Using URLs — All of these details aside, how do you use URLs? Your mileage may vary, but I use them in three basic ways. First, if I see them in email or in a Usenet posting, I often copy and paste them into Anarchie (if they’re FTP URLs) or Netscape or MacWeb (if they are other types). I do this because copying the URL into the appropriate client is the easiest way to retrieve a file or connect to a site with a MacTCP-based Internet connection. In NewsWatcher 2.0b24 (and InterNews for FTP), you can simplify the process by command-clicking URLs to have them resolved by the appropriate FTP (Anarchie or Fetch), Gopher (TurboGopher 2.0b7), or Web (MacWeb 1.00A3 or Netscape 1.0N) client program. MacWeb 1.00A3 can also use other programs to resolve URLs more appropriately, and finally, the next version of Eudora (perhaps only the commercial version) will sport this feature as well.
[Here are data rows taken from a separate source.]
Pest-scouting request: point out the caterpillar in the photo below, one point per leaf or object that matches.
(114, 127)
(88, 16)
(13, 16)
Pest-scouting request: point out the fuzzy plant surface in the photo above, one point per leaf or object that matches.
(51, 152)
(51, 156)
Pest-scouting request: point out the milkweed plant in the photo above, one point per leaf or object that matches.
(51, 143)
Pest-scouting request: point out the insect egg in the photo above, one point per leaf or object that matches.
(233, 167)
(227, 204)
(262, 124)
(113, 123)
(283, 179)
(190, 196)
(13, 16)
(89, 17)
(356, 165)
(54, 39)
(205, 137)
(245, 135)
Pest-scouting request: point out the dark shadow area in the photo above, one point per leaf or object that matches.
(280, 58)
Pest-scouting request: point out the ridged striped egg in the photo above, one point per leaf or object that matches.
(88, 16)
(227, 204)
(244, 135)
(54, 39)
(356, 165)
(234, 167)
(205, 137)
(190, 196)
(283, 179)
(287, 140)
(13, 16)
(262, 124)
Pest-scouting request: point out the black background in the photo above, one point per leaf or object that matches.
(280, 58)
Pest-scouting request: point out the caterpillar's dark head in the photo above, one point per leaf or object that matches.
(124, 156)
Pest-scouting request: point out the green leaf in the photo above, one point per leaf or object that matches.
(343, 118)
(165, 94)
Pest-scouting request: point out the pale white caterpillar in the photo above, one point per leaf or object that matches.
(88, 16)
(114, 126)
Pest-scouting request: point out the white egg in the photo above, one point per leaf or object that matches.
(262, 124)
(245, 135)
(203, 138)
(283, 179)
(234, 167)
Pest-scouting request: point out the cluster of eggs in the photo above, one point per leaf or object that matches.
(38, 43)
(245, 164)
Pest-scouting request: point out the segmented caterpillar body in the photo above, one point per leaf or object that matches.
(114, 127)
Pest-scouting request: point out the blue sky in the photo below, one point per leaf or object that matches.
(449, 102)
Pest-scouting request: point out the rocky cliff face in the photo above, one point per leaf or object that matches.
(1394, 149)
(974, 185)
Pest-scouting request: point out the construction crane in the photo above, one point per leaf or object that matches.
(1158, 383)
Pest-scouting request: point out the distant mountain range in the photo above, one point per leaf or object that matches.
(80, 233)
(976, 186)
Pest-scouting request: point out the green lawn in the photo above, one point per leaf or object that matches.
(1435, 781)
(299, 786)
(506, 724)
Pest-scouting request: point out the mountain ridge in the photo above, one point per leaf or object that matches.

Sometimes I manually decode the URL to figure out which program to use and where to go. This method takes more work, but sometimes pays off in the end. You can put a screw in the wall with a hammer, but it’s not the best tool for the job.
Third and finally (and this is where you come in), when I want to point someone at a specific Internet resource or file, I provide a URL. URLs are unambiguous, and although a bit ugly in running text, easier to use than attempting to spell out what they mean.
Consider the example below:
ftp://ftp.tidbits.com/pub/tidbits/issues/1995/ TidBITS#260_23-Jan-95.etx
To verbally explain the information in that URL, I would have to say something like: "Using an FTP client program, connect to the anonymous FTP site <ftp.tidbits.com>. Change directories into the /pub/tidbits/issues/1995/ directory, and once you’re there, retrieve the file TidBITS#260_23-Jan-95.etx."
Note that our long-time naming scheme with TidBITS isn’t all that Web friendly, since the # character has a specific meaning in Web URLs. Stripping off the filename and hitting the directory manually would always work, though, as would simply pasting that URL into Anarchie or Fetch.
The URL enables me to avoid the convoluted (and boring) language above; frankly, URLs are in such common use on the Internet you might as well get used to seeing them now. And for those of you who recommend files to get via FTP or sites to browse with a Web browser, please use URLs since they make life easier for everyone.
If you try to retrieve a file or connect to a Web site and are unsuccessful, chances are either you’ve typed the URL slightly wrong, the server is down temporarily, or the file no longer exists. If an FTP URL doesn’t work, try removing the file name from the last part of the URL and look in the directory that the original file lived in for an updated file.
If, after all this, you’d like to learn more about the technical details behind the URL specifications, check out:
http://info.cern.ch/hypertext/WWW/Addressing/ URL/Overview.html
I find that URLs don’t always work well for files stored on Gopher servers, since Gopher allows spaces and other characters that URLs don’t accept. Thus, spaces are encoded in Gopher URLs with %20 to indicate that there’s a space there. Similarly, WAIS sources usually are easier to refer to by name – using a WAIS client such as MacWAIS makes it easy to use sources without worrying about all the additional information in a URL.